Cela commençait comme un roman populaire. La peste se répandait dans Paris. « Le 5 mai 1925, jour anniversaire de la mort de Napoléon, l'agent 584 ramassa sur la place Saint-Michel un tube de verre écarlate, portant une étiquette avec ces mots : Peste. » C'était un bon début. Il en valait d'autres. Robert Desnos, par exemple, décédé à Terezin, ou Max Jacob, mort à Drancy, adoraient Fantômas pour ce genre de phrases : « Le Lundi 4 avril 19..., le journal du soir La Capitale publiait, en première page, l'article suivant : Un drame, sur les mobiles duquel on se perd en conjectures, s'est déroulé ce matin tout en haut de Montmartre. » Arsène Lupin connaissait depuis 1905 un succès que la guerre n'affecta aucunement : « Un peu avant que sonnât la demie de six heures, comme les ombres du soir devenaient plus épaisses, deux soldats atteignirent le petit carrefour, planté d'arbres, que forme, en face du musée Galliera, la rencontre de la rue de Chaillot et de la rue Pierre-Charron. » Et il y avait Gaston Leroux, reporter-feuilletonniste : « Quand Milon-Lauenbourg donna cette fête dans son nouvel hôtel du bois de Boulogne, il était à l'apogée de sa puissance. » On voulait connaître la suite. Avec Souvestre et Allain, Maurice Leblanc ou Gaston Leroux, on n'était jamais déçu. Avec Joseph Delteil (1894-1978), il ne s'agit pas, à proprement parler, de déception. Il y avait eu Sur le fleuve Amour (1923), Choléra (la même année), Jeanne d'Arc qui lui donna le prix Fémina en 1925, romans réunis plus tard à Saint Don Juan, Jésus II et François d'Assises en « Oeuvres complètes » très incomplètes, et il y eut le reste.

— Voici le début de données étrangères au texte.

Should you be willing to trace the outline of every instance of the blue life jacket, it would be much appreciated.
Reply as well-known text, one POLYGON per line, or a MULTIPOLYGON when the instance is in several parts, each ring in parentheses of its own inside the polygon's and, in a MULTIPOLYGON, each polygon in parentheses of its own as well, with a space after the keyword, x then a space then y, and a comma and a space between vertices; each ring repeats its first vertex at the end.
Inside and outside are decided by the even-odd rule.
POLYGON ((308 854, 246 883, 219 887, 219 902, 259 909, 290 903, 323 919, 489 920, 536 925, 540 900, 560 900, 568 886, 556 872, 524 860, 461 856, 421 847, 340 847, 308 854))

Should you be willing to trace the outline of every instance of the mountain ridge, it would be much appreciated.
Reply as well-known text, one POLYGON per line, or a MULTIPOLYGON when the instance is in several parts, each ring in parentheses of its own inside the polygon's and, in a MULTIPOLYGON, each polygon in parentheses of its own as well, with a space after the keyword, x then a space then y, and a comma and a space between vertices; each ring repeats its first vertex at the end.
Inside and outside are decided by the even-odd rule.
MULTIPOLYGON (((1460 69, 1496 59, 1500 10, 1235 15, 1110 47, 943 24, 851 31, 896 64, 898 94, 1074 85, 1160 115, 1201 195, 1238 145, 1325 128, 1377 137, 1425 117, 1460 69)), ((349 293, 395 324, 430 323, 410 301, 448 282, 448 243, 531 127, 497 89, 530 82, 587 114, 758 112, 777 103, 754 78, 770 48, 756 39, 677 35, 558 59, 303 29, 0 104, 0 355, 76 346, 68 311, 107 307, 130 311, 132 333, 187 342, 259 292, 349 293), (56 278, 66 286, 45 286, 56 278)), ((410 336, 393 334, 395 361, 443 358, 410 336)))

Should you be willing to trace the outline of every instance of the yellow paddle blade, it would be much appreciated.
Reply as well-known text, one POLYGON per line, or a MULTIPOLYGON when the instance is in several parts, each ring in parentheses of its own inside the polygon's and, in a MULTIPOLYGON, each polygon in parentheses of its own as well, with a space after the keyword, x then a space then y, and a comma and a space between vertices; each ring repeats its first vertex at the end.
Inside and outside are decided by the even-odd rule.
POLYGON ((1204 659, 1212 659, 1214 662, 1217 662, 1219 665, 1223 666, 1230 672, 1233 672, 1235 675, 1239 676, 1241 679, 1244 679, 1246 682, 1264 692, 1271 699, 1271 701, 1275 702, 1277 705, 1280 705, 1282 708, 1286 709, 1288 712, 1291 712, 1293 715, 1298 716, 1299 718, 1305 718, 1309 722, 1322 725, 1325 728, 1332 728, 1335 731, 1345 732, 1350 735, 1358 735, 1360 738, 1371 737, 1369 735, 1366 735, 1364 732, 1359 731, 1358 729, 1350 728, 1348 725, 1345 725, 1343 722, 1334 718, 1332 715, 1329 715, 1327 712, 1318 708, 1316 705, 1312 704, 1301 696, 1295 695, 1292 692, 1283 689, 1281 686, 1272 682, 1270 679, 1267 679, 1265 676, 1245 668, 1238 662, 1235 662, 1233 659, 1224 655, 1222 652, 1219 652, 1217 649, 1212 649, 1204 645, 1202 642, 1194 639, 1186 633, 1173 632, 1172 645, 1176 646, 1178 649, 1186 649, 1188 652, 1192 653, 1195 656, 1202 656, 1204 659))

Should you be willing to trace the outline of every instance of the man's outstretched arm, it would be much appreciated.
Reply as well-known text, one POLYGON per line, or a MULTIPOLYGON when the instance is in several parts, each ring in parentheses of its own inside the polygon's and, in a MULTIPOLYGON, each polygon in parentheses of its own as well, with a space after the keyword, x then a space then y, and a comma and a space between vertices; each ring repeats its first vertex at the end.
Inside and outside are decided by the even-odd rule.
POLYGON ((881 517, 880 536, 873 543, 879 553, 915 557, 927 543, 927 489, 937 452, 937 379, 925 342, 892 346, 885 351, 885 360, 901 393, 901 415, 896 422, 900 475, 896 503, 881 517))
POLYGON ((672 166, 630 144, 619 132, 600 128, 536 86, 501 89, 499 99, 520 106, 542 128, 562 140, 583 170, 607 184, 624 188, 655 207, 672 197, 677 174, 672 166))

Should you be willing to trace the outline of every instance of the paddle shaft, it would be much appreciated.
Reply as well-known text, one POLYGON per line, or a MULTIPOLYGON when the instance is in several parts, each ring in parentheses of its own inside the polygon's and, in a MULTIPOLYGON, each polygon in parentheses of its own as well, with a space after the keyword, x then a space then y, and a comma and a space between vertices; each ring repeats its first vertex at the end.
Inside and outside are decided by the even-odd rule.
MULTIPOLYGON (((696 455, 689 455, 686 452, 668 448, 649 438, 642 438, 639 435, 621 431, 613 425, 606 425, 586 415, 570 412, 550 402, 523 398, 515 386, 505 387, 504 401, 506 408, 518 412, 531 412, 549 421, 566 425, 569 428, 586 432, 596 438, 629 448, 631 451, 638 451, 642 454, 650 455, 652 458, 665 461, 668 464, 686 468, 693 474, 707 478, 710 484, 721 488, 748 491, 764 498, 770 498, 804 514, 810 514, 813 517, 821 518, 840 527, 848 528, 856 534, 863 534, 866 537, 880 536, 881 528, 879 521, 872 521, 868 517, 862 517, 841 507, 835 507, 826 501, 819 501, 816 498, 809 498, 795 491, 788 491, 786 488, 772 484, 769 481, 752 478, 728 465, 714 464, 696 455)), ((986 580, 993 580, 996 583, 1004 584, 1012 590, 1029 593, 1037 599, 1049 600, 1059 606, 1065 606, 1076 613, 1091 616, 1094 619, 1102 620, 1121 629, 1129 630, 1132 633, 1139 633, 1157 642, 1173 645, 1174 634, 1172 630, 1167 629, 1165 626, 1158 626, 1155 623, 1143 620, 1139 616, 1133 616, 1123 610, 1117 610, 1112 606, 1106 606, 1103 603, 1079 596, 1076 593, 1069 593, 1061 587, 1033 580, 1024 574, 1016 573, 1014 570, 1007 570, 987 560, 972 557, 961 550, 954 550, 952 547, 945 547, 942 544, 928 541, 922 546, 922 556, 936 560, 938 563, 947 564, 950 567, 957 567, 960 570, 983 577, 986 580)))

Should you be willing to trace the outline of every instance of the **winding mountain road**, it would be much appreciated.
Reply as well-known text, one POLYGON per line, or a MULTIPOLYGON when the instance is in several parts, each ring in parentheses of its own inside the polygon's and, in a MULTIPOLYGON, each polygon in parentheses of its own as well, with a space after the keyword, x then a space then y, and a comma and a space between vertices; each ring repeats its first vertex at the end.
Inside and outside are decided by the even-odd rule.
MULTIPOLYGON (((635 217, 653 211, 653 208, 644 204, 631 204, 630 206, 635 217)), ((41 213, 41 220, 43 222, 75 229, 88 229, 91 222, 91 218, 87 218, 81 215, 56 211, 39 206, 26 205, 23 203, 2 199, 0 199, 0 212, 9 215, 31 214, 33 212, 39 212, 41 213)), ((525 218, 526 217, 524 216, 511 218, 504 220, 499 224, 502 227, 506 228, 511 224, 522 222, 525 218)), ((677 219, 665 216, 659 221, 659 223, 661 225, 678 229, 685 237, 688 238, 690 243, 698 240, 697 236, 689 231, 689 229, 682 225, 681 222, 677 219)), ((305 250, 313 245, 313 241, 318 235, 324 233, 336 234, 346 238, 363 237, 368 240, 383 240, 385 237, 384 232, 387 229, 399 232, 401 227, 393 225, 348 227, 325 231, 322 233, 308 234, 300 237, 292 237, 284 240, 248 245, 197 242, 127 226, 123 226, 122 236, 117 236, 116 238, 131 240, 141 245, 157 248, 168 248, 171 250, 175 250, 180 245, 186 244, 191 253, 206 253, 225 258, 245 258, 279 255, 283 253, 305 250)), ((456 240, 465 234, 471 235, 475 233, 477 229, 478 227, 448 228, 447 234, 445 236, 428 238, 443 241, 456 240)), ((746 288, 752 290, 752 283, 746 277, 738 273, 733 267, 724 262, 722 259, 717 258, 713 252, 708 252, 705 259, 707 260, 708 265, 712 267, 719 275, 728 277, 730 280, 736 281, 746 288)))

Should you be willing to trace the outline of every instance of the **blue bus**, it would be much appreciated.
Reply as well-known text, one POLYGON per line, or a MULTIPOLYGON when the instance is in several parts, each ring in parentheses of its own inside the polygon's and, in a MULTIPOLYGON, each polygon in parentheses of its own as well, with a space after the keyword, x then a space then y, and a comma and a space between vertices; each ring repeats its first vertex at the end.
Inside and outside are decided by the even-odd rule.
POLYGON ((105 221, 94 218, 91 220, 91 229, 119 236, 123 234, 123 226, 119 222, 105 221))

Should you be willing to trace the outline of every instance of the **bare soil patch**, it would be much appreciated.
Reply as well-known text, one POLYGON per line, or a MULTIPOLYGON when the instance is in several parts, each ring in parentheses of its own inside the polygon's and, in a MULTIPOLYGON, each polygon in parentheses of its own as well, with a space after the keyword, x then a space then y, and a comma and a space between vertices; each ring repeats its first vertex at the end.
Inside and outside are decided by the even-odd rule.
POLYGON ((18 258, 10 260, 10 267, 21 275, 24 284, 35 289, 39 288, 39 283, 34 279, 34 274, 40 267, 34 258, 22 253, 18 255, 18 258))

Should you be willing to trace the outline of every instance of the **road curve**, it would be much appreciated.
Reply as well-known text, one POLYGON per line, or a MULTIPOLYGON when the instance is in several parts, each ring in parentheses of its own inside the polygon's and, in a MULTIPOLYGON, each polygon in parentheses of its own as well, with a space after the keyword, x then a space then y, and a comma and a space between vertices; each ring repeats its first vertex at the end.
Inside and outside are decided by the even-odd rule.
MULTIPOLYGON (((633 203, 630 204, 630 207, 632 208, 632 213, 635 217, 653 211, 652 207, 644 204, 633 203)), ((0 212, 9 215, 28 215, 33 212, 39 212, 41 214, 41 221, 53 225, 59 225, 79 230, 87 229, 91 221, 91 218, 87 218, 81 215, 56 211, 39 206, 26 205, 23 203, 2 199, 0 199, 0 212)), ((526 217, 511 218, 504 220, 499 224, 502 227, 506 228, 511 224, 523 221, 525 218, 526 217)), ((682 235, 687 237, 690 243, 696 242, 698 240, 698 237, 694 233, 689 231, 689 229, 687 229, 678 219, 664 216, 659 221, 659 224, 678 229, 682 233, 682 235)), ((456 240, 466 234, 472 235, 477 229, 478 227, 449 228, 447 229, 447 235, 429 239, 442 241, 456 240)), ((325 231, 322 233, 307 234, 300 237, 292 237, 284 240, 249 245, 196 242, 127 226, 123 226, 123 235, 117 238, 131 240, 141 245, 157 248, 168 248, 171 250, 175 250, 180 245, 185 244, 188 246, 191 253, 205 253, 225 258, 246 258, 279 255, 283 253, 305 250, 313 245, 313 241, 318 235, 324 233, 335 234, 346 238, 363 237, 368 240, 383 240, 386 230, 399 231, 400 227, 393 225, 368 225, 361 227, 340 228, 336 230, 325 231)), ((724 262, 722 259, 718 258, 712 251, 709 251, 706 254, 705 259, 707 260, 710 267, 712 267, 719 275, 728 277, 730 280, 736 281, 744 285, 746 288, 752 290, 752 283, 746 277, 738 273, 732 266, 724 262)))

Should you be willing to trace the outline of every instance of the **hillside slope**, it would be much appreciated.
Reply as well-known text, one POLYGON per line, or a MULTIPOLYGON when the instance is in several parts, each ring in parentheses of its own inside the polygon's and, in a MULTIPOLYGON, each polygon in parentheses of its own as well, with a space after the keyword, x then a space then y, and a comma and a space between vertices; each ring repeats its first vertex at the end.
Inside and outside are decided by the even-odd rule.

La peste, donc, se répandait à Paris en l'an 1925, et le compte des cadavres, dans la journée du 6 mai se montait déjà à 2 943, à 10 972 le 7 mai, à 273 544 le 13 mai. Jusque là, rien à dire. Ce n'est qu'après que cela se gâte, lorsque Joseph Delteil en vient aux causes de la grande peste, qui ne différaient pas de celles que décrivaient les légendes assassines du Moyen-Age. « Élie-Élie était debout depuis mille ans devant la cornue de pourpre. (...) Il observait à la loupe le bouillon de culture du bacille de la peste. Son gras visage pareil à une motte de beurre était sérieux. Ses yeux faisaient de l'oeil à son nez sémite, et sa moustache se jetait dans sa barbe comme un fleuve dans la mer. Son front était semblable au temple de Salomon. (...) Il était né à Vienne (Autriche), de père youpin mais de mère américaine. Les deux sangs judaïque et yankee s'accordaient dans ses veines comme dans la société moderne. (...) Fleur monstrueuse et eunuque, beauté hybride, il alliait en son corps la chair slave et les os neufs. Moïse et Rockfeller. » Les amis de Céline, la bouche en cul de poule, diraient que c'est de la grande littérature. Les Cinq sens de Joseph Delteil présente aussi une forte aversion pour les « négresses aux bouches d'égouts », les « négrillons au nez écrabouillé », les Sénégalais « aux dents en bandoulières » du bon temps des Colonies. Il n'importe plus, passé une certaine page, de savoir qui va triompher de la peste. La fin apocalyptique du Juif découpé en morceaux par Delteil n'a pas d'équivalent dans le supplice chinois décrit par Gaston Leroux. En effet, ni chez Arsène Lupin, ni chez Fantômas, pas plus que dans le repaire secret des Mohicans de Babel, de Gaston Leroux, ou dans l'antre du mystérieux Docteur Cornélius, sculpteur de visages, le lecteur ne se voit imposer la saveur hitlérienne de cette farce. (En 1925, à l'heure de la peste, le peintre aquarelliste publiait Mein Kampf). Il n'y a pas à gloser ou à tirer une morale. Ce Delteil ne nous intéresse tout simplement pas.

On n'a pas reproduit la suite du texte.